In all cases, the only real requirement is that everything Wikipedia says has to be be attributable via citation to something, somewhere, that exists in the public sphere of semi-permanent accessibility, such that a reader could reasonably be expected to be able to fact-check the citation qua citation by "chasing the pointer" to its referent. So you can't cite a person (as a person won't necessarily give you the same answer twice); but you can cite an interview with said person recorded at a specific time and put into some form of public record (e.g. a court proceeding.)

Actually, to correct this: it's highly recommended by Wikipedia to use secondary sources where possible, not primary, precisely for this reason.

"Original research" is exactly the opposite of what you mean, original research in the context of Wikipedia generally means citing primary sources. The "research" that is original is the interpretation of the raw data (the primary sources). The preferred approach is to cite an expert's interpretation of the data or event.

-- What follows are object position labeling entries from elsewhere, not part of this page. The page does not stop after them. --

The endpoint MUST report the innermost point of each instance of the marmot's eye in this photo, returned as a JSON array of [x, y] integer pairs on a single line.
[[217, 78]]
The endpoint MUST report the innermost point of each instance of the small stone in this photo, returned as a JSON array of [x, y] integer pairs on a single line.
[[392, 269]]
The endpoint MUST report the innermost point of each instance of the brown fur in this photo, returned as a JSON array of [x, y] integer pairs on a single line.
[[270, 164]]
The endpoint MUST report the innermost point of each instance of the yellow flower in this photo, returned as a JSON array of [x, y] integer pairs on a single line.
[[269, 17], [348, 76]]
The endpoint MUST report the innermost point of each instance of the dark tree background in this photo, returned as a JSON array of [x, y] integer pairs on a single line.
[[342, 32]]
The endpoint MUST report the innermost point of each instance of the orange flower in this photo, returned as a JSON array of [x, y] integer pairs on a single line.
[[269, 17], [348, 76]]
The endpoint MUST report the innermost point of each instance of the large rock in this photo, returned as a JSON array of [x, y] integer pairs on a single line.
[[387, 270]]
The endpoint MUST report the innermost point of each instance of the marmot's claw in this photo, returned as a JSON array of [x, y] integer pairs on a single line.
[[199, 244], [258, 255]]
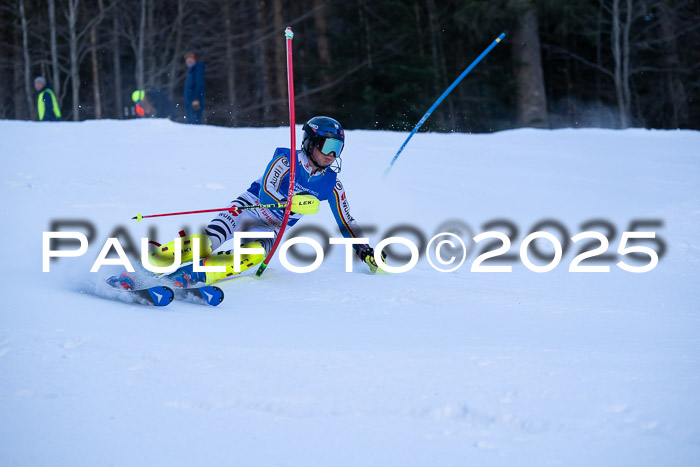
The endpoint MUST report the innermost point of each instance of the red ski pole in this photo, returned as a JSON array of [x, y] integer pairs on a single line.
[[289, 35]]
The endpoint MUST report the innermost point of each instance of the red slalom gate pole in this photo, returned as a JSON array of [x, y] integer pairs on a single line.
[[289, 35]]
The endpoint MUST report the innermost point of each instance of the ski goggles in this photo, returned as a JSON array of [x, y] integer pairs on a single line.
[[329, 145]]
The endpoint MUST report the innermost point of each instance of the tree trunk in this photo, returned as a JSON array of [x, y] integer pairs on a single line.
[[27, 61], [54, 51], [73, 44], [140, 79], [364, 20], [230, 66], [324, 51], [280, 47], [527, 58], [433, 26], [117, 64], [95, 63], [678, 99], [261, 64], [176, 63], [619, 77]]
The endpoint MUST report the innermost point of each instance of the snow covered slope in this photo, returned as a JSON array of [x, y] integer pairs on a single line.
[[336, 368]]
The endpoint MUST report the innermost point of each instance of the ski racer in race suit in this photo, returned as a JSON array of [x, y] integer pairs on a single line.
[[318, 164]]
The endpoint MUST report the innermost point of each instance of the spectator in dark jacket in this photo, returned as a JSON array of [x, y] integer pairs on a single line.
[[153, 103], [47, 104], [194, 89]]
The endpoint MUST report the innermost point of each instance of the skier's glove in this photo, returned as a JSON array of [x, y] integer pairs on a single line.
[[367, 256]]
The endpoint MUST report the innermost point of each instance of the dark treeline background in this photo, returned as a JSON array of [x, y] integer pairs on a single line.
[[375, 64]]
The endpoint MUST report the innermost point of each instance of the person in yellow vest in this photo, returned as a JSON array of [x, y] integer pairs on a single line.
[[47, 104]]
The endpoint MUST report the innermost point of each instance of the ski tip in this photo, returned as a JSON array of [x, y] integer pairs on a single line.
[[260, 270], [161, 295]]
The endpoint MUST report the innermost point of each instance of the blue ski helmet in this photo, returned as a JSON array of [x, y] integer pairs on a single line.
[[327, 135]]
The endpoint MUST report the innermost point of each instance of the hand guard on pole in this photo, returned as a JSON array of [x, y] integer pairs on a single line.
[[367, 256]]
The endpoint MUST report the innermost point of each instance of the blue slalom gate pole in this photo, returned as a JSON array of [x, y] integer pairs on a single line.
[[443, 96]]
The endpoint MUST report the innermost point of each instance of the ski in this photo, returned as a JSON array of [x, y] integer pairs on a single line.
[[156, 296], [204, 295]]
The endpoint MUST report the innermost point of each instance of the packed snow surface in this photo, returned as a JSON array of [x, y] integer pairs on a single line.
[[422, 368]]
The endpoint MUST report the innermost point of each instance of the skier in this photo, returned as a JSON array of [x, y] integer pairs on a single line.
[[318, 164], [194, 89], [153, 102], [47, 105]]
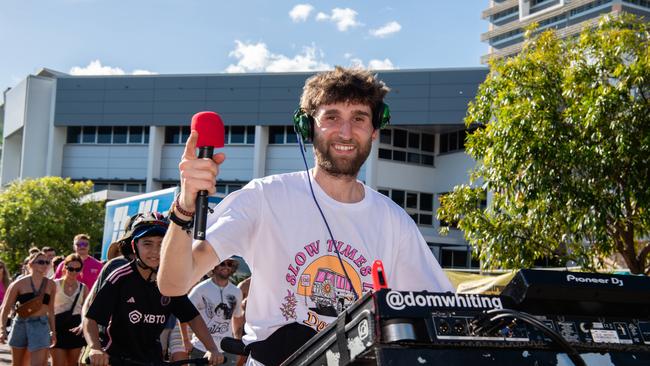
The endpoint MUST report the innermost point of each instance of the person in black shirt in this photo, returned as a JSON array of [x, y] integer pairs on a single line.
[[130, 305]]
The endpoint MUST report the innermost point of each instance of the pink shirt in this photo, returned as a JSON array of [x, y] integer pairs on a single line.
[[89, 273], [2, 291]]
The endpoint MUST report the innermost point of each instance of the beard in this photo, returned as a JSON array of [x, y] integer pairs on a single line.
[[341, 166]]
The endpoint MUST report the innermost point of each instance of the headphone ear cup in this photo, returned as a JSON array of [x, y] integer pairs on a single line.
[[382, 116], [303, 124]]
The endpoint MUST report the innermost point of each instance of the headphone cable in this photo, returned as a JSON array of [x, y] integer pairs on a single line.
[[313, 195]]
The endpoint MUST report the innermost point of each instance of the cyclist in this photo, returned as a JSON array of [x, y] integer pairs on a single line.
[[130, 305]]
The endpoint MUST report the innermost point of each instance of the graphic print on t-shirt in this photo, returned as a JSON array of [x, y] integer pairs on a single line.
[[219, 315], [319, 282]]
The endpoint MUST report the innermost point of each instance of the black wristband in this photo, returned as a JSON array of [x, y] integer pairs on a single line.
[[186, 225]]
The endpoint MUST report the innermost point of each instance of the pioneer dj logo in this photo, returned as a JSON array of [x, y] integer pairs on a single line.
[[604, 281], [399, 301]]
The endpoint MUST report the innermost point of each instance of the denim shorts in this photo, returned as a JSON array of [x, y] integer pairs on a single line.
[[31, 333]]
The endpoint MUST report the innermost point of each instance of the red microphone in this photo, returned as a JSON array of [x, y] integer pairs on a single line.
[[211, 134], [378, 276]]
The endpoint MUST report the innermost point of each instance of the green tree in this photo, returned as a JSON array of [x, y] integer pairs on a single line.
[[563, 148], [46, 211]]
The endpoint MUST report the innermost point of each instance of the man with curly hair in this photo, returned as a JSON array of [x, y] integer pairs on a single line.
[[307, 267]]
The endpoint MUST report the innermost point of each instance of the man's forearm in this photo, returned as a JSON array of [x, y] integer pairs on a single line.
[[176, 264], [91, 333], [202, 333]]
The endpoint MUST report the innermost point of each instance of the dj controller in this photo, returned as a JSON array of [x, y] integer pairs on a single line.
[[540, 318]]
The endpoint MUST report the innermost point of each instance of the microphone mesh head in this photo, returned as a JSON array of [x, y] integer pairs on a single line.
[[210, 128]]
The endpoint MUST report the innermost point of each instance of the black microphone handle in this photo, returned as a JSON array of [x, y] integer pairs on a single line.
[[201, 216]]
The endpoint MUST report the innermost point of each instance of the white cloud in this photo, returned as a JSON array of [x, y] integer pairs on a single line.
[[384, 64], [143, 72], [95, 67], [256, 57], [345, 18], [386, 30], [322, 16], [300, 12]]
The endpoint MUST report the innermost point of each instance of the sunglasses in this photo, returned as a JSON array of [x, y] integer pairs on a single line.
[[228, 264]]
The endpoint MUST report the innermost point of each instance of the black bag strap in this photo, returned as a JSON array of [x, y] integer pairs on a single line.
[[40, 289], [74, 303], [342, 339]]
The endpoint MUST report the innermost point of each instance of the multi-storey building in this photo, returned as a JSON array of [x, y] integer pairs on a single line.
[[126, 133], [508, 19]]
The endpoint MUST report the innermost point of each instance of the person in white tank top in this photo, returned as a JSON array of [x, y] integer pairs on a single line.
[[70, 295]]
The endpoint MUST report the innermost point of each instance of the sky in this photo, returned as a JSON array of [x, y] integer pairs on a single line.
[[119, 37]]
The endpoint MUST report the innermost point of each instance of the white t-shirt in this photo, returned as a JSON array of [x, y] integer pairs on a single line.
[[274, 224], [217, 306], [63, 302]]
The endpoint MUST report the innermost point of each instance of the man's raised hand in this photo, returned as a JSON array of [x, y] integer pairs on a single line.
[[197, 174]]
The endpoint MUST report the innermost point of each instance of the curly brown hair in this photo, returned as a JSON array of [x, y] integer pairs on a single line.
[[342, 85]]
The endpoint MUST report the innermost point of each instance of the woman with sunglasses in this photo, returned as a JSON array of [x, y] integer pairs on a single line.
[[70, 295], [32, 335]]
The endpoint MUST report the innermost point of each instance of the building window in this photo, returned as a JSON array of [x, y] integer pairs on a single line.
[[104, 135], [74, 135], [443, 223], [135, 134], [418, 205], [282, 135], [453, 258], [452, 141], [407, 146], [108, 135], [136, 186]]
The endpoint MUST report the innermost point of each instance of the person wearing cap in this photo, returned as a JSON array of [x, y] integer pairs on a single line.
[[119, 253], [219, 302], [130, 302], [81, 246]]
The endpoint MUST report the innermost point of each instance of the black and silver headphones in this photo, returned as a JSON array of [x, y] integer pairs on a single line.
[[303, 122]]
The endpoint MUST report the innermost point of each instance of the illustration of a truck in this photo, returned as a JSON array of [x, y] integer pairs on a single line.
[[331, 290]]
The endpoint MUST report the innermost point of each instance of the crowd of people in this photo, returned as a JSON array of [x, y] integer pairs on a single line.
[[42, 307], [310, 238]]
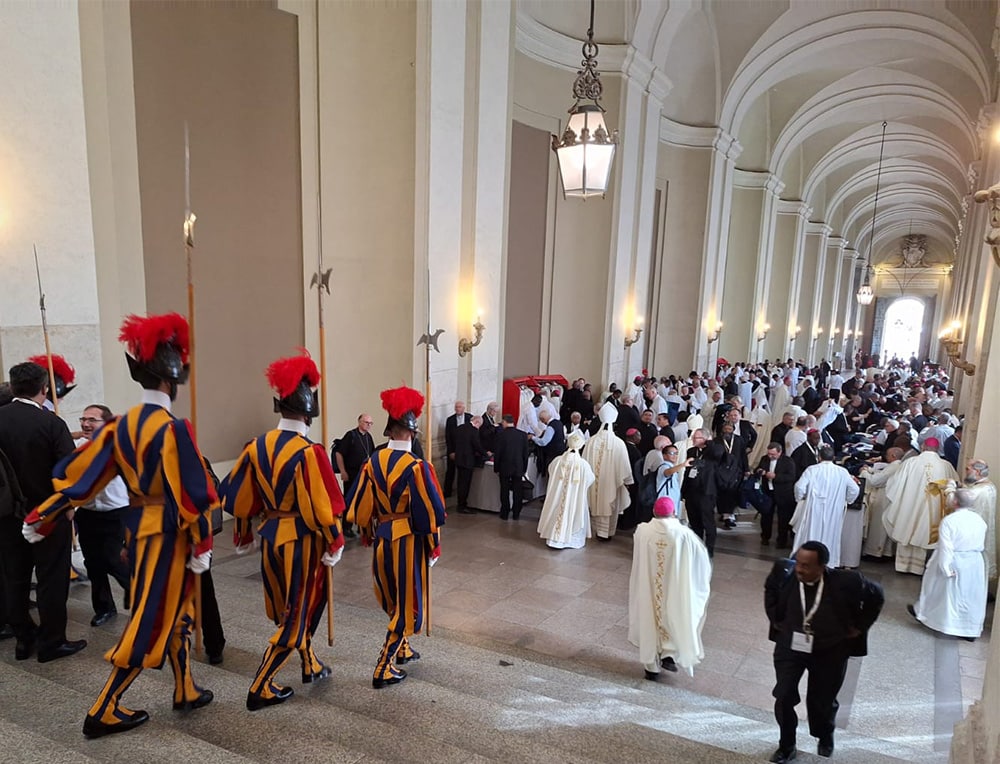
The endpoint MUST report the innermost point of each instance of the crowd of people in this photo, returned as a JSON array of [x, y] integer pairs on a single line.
[[837, 468]]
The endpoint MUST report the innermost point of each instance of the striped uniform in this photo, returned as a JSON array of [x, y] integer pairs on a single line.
[[397, 502], [170, 518], [286, 482]]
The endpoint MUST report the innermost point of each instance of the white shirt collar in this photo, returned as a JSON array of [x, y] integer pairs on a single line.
[[156, 398], [293, 425]]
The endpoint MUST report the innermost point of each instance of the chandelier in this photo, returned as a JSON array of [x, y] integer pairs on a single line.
[[586, 150], [865, 293]]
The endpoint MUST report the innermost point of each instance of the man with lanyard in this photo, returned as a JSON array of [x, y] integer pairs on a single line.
[[397, 505], [286, 482], [818, 619]]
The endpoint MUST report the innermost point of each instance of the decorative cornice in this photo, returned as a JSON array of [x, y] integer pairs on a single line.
[[794, 207], [819, 228], [757, 180], [550, 47]]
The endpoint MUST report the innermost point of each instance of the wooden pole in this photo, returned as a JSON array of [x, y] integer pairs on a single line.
[[189, 220]]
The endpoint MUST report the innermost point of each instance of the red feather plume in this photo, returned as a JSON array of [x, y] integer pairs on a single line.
[[142, 335], [399, 400], [285, 374], [60, 367]]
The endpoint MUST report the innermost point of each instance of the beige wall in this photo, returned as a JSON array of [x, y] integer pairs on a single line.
[[45, 196], [231, 72], [529, 182], [687, 174]]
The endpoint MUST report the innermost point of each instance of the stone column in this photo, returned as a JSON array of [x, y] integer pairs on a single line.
[[751, 242], [786, 273], [810, 283]]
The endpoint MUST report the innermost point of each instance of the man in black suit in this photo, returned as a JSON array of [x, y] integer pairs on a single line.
[[510, 462], [35, 440], [818, 619], [469, 455], [451, 424], [776, 474], [807, 454]]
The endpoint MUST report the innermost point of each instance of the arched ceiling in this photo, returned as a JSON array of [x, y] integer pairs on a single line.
[[805, 87]]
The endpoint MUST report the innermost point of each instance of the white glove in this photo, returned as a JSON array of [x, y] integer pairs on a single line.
[[248, 547], [200, 563], [31, 535], [332, 558]]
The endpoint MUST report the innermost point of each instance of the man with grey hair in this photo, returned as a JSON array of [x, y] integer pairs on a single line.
[[953, 592]]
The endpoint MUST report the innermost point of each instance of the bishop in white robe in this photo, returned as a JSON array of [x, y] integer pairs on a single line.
[[913, 509], [607, 455], [823, 493], [565, 519], [668, 592], [953, 592]]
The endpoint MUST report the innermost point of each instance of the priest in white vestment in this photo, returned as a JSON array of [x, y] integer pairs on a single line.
[[913, 508], [953, 592], [668, 592], [823, 493], [565, 519], [877, 541], [607, 455]]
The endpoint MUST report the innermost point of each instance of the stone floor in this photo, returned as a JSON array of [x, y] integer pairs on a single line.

You can disagree whether this makes sense, or whether most articles follow this, but this is Wikipedia's policy:

> Wikipedia articles should be based on reliable, published secondary sources, and to a lesser extent, on tertiary sources and primary sources.

> Secondary or tertiary sources are needed to establish the topic's notability and avoid novel interpretations of primary sources. All analyses and interpretive or synthetic claims about primary sources must be referenced to a secondary or tertiary source and must not be an original analysis of the primary-source material by Wikipedia editors. [1]

1. https://en.wikipedia.org/wiki/Wikipedia:No_original_research...

This applies to editorial statements (opinions, interpretations); but if you're just quoting blunt facts, a primary source is preferable, no? E.g. if you're citing a statistic, it's better to cite the study that supplied the statistic, than to cite a science-journalistic review of said study. You can then cite some statement the review made to put the statistic in context; but that should be a separate, second citation, so that the statistic itself can be grounded in a primary source — especially since science-journalism does not often cite the primary sources itself, making it hard to chase the citation for the statistic otherwise.

Or, maybe to couch this in language more friendly to how a Wikipedia editor might think of the process: if you are already providing an attributed quote of a secondary source; and in the secondary source, a fact is quoted from some primary source without a true citation being provided (only a weak, implicit-in-context mention of the source); is it not better to do the "original research" of figuring out what primary source the secondary source got the data for the claim from, and then putting in a citation for the fact inside the quote, yourself, in exactly the way the secondary source's author likely would have if the format they were publishing in allowed true citation? "Repairing" the citation graph, so to speak, where the secondary source has left a gap in it.

(And this is important to the topic at hand: citing only secondary sources for "blunt facts", where those secondary sources are not themselves expected/required to provide citations to primary sources, is exactly how hoax citation graphs arise.)

>but if you're just quoting blunt facts, a primary source is preferable, no?

At least in theory, no it's not, per Wikipedia policy. Now, in practice, if you reference some government dataset for a non-controversial fact like the area of a state, only the most procedural whackjob admin is going to flag it. But, in general, you're not supposed to use primary sources.